Trademark Extension needed. I'm the defendant, how do I request an extension?
Austin, TX |
I recently filed a TM and it was opposed. I would like to file an extension and can manage the uspto online form, but was wondering if there are additional forms that I need to attach. And do I need to notify the opposer?
You seem to be rather astute, to have mastered the system sufficiently to have obtained, without professional assistance, an allowance and publication of your U.S. trademark application. And yet, I infer, some business has come out of the woodwork with guns blazing, seeking to prevent you from registering your mark. That's what the "opposition" is all about. It's an adversarial legal proceeding. That's a war ... though fought within the confines of an administrative agency ... the Trademark Trial and Appeal Board (TTAB) of the US Patent & Trademark Office.
I suspect that you don't attach much pecuniary value to the trademark, because you seem to be a layperson who hasn't yet hired a lawyer to be your "mouthpiece." If you keep on this path and seek to appear in this proceeding without counsel, that is, pro se, the odds of your getting the trademark registered are mighty low.
Your question doesn't indicate which stage of the opposition proceeding you're at ... so I can't tell what deadline you are seeking to get "extended." If you've consulted (and understood) the TTAB's procedure manual (the TBMP, see link provided below), you'd at least be able to describe in detail what's going on.
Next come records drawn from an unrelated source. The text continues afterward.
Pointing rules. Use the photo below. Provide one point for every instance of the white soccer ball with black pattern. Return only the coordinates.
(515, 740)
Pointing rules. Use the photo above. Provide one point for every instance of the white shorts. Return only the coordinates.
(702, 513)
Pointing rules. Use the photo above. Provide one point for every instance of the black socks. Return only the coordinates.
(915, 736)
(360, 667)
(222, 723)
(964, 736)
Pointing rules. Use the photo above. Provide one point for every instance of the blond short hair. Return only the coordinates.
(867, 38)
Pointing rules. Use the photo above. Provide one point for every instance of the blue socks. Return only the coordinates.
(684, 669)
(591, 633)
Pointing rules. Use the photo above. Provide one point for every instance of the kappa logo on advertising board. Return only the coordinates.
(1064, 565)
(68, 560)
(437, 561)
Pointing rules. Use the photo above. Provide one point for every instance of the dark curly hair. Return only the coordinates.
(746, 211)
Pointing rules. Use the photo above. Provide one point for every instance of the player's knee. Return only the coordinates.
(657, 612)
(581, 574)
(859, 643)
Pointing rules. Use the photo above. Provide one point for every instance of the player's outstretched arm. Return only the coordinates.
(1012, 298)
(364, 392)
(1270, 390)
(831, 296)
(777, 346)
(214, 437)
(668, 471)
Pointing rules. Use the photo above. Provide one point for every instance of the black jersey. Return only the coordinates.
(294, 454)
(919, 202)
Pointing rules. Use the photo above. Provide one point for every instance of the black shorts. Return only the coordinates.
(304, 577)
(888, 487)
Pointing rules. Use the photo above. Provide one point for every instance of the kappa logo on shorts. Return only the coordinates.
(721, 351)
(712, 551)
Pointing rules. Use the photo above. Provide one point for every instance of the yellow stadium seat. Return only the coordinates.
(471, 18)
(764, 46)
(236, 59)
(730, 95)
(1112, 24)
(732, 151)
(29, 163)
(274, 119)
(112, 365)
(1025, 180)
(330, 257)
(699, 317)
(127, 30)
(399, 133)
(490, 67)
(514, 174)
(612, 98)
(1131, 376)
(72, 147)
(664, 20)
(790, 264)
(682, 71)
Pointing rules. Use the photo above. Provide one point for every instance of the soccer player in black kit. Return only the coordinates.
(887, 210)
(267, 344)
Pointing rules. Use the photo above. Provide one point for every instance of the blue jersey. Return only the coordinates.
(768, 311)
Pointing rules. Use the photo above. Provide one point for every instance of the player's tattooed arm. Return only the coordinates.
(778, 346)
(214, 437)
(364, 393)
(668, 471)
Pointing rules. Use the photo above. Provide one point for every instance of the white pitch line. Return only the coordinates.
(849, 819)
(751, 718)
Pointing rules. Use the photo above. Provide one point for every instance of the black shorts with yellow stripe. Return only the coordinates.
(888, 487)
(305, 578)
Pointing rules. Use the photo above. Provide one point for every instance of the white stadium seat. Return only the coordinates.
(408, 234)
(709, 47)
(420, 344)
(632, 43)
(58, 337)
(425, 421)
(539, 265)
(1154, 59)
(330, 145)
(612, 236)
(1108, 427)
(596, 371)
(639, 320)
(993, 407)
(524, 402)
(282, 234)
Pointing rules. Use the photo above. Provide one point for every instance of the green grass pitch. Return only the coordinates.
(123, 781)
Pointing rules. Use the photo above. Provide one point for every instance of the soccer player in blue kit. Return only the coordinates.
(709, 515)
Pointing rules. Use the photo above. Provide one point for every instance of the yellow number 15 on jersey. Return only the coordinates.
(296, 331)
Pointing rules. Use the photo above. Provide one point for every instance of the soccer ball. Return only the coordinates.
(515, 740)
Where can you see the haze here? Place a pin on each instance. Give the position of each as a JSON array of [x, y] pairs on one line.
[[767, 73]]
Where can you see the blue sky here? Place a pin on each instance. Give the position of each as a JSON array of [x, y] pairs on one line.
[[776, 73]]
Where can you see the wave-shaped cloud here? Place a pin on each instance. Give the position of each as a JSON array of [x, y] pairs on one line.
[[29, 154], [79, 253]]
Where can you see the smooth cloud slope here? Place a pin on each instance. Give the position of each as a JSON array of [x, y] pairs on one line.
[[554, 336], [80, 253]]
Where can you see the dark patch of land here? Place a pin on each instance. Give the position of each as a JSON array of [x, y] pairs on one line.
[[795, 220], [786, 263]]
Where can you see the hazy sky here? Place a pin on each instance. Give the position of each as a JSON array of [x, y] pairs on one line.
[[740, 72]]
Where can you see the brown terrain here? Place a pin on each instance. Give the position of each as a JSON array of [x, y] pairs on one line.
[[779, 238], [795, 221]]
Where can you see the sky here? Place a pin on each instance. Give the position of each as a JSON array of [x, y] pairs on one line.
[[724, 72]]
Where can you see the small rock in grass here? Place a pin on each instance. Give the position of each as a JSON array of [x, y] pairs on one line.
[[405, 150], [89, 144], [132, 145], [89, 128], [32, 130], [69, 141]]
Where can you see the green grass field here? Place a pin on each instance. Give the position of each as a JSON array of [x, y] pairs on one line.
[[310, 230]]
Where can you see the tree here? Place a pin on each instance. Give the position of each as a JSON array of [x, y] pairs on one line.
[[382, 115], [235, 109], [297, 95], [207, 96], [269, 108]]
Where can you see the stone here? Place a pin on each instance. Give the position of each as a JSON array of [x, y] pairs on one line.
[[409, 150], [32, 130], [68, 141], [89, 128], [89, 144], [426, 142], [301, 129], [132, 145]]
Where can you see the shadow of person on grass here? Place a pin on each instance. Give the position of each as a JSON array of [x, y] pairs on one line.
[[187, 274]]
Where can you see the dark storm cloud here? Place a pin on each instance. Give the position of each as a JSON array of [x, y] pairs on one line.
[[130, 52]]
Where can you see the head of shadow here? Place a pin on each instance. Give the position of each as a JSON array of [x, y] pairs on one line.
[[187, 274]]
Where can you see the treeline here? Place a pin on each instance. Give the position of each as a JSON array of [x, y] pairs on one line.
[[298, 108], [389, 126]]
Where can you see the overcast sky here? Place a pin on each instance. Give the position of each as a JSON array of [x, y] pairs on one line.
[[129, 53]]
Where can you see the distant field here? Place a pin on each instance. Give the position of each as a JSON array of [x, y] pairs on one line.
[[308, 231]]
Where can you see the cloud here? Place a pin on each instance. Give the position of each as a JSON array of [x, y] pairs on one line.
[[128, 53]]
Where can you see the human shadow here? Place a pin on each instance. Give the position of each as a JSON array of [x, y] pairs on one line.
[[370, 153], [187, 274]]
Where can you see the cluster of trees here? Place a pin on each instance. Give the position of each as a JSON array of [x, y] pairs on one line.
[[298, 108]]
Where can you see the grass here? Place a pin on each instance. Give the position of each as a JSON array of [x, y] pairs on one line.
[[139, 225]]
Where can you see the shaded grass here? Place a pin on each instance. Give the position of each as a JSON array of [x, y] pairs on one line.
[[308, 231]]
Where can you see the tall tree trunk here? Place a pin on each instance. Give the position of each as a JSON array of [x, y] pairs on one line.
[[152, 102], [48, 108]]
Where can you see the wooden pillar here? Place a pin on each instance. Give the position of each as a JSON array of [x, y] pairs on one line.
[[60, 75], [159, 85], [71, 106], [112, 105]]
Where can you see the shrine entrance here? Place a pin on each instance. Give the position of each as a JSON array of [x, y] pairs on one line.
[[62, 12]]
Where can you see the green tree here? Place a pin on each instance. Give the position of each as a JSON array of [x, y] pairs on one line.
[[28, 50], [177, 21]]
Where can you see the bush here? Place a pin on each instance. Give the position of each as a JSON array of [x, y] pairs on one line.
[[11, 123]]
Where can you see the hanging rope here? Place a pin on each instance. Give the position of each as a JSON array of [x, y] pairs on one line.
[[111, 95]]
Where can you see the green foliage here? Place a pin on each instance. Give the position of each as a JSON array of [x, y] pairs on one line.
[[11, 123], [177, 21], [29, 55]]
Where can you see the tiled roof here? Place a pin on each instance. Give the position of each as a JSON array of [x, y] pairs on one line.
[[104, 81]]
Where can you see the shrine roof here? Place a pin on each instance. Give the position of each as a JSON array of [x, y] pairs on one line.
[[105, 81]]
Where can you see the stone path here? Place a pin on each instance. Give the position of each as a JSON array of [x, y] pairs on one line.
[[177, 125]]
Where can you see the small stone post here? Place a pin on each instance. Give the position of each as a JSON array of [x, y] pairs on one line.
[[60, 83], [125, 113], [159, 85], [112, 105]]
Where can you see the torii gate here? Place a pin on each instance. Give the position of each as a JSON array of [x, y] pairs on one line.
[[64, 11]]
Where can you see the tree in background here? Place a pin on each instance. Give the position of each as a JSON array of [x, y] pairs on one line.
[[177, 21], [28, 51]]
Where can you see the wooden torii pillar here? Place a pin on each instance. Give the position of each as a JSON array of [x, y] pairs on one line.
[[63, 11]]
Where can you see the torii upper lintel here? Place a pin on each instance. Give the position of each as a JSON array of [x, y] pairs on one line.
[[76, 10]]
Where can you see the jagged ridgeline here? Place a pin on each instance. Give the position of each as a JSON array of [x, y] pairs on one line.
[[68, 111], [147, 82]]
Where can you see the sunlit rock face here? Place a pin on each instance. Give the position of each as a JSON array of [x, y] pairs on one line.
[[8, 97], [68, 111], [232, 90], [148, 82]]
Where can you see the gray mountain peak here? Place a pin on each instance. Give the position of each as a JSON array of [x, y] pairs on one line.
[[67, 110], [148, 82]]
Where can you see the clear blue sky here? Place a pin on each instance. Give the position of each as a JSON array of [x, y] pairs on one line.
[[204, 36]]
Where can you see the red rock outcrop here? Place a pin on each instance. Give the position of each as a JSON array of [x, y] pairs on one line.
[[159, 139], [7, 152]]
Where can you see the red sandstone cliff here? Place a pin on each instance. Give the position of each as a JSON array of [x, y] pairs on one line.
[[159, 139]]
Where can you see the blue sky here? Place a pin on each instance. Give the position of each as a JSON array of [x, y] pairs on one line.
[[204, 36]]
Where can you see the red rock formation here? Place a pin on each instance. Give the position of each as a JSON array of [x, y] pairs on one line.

Do yourself a favor. Either level the playing field by hiring counsel experienced in Trademark Office practice, or throw in the towel now and kiss the possibility of this trademark registration goodbye.
This posting is intended for general education and isn't "legal advice." It doesn't create or evidence an attorney-client relationship. You are encouraged to engage an attorney in the pertinent jurisdiction for confidential legal advice on matters of any importance.
-Gerry J. Elman, J.D.
Elman Technology Law, P.C.
Your efforts to represent yourself in what amounts to a litigation procedure is ill-advised. The very first thing you will be asked to do is file an answer which, among other things, responds to the allegations and enumerates all of your counterclaims and defenses (and potential defenses) so that you do not lose your right to rely upon them later.
This is a critical juncture and you have to make a choice - either get professional assistance or walk away from federal registration of the mark. An attorney may very well tell you that you have a losing hand and that you should give up now - which WILL save you money in the long run. Or he or she may tell you the facts and law are on your side. He or she will also explain your settlement options, in case you want to pursue a compromise strategy.
In short, hire an attorney today and let him or her take care of this step for you, and go over all of your options so that you can make an informed decision.
Attorney Elman is quite right. Either get a lawyer or get out. If the trademark is not worth a lawyer who knows this stuff, it's not worth fighting this battle. The problem is you don't know what you don't know. You are almost certain to miss something and lose. Even if you try, you are no match for a good experienced trademark litigator. Don't disillusion yourself into thinking otherwise.
I am not your lawyer and you are not my client. Free advice here is without recourse and any reliance thereupon is at your sole risk. This is done without compensation as a free public service. I am licensed in IL, MO, TX and I am a Reg. Pat. Atty. so advice in any other jurisdiction is strictly general advice and should be confirmed with an attorney licensed in that jurisdiction.